All’interno di una vettura del corpo diplomatico del Vaticano sono stati trovati quattro chili di cocaina e due etti di marijuana. La stampa eretica ha subito puntato il dito sugli umili e indifesi cardinali, ai quali non è rimasta che una sola giustificazione, cioè che la coca comprata coi soldi delle elemosine era per i poveri.

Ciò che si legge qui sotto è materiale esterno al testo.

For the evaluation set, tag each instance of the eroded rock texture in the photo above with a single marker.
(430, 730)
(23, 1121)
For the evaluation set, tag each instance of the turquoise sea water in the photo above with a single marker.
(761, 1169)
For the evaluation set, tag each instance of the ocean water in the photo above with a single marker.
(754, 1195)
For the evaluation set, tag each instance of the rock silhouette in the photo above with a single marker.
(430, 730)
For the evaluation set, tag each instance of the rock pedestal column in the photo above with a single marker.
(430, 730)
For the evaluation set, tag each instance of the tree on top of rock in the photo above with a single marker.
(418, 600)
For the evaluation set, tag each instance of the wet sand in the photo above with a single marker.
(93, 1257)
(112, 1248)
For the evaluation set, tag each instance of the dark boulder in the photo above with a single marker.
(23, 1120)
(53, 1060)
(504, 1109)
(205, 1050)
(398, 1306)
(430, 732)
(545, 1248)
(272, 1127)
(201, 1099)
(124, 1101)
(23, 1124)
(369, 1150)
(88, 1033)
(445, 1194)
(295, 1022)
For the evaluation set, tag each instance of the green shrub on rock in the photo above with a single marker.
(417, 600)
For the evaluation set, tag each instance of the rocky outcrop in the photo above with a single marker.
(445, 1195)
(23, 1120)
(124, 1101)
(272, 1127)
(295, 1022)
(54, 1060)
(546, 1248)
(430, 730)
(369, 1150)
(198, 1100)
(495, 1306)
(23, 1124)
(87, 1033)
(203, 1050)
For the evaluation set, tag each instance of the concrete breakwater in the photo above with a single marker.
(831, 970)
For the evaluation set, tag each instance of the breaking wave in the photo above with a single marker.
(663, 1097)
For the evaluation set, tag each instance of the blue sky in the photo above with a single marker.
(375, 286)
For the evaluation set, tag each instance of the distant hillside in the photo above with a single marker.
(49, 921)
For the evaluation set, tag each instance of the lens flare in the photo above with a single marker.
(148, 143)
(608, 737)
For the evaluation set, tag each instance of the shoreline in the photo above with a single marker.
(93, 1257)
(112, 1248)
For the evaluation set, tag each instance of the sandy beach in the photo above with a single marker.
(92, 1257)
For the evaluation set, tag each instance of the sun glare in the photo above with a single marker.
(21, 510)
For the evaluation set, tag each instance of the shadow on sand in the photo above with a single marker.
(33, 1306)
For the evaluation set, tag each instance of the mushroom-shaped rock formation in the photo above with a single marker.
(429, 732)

Ma come è andata veramente? Antefatto: il cardinale Jorge Maria Mejia, 91 anni, in convalescenza per infarto, è un noto pilota spregiudicato di corse clandestine. I fatti: non resistendo al richiamo delle quattro ruote e temporaneamente immobile, sua eminenza commissiona a due uomini di fiducia il rinnovo del tagliando della sua auto. Costoro, poco adusi alla comprensione del linguaggio umano, hanno interpretato la richiesta in maniera un po’ fantasiosa e alla fine hanno usato la macchina per trasportare una partita di coca pura da far tagliare. Con l’inconsapevole complicità delle autorità italiane, che mai si sognerebbero di fermare un veicolo benedetto, i due amigos arrivano fino alla frontiera francese. La polizia di Chambery, memore di un secolo di papato avignonese, li blocca all’istante, tana per Gesù. La credibilità della vicenda, come quella del Vaticano, è evidente a tutti ed è anche vero che le industrie della Santa Sede non si scomoderebbero per una simile facezia, quattro chili è roba da chierichetti.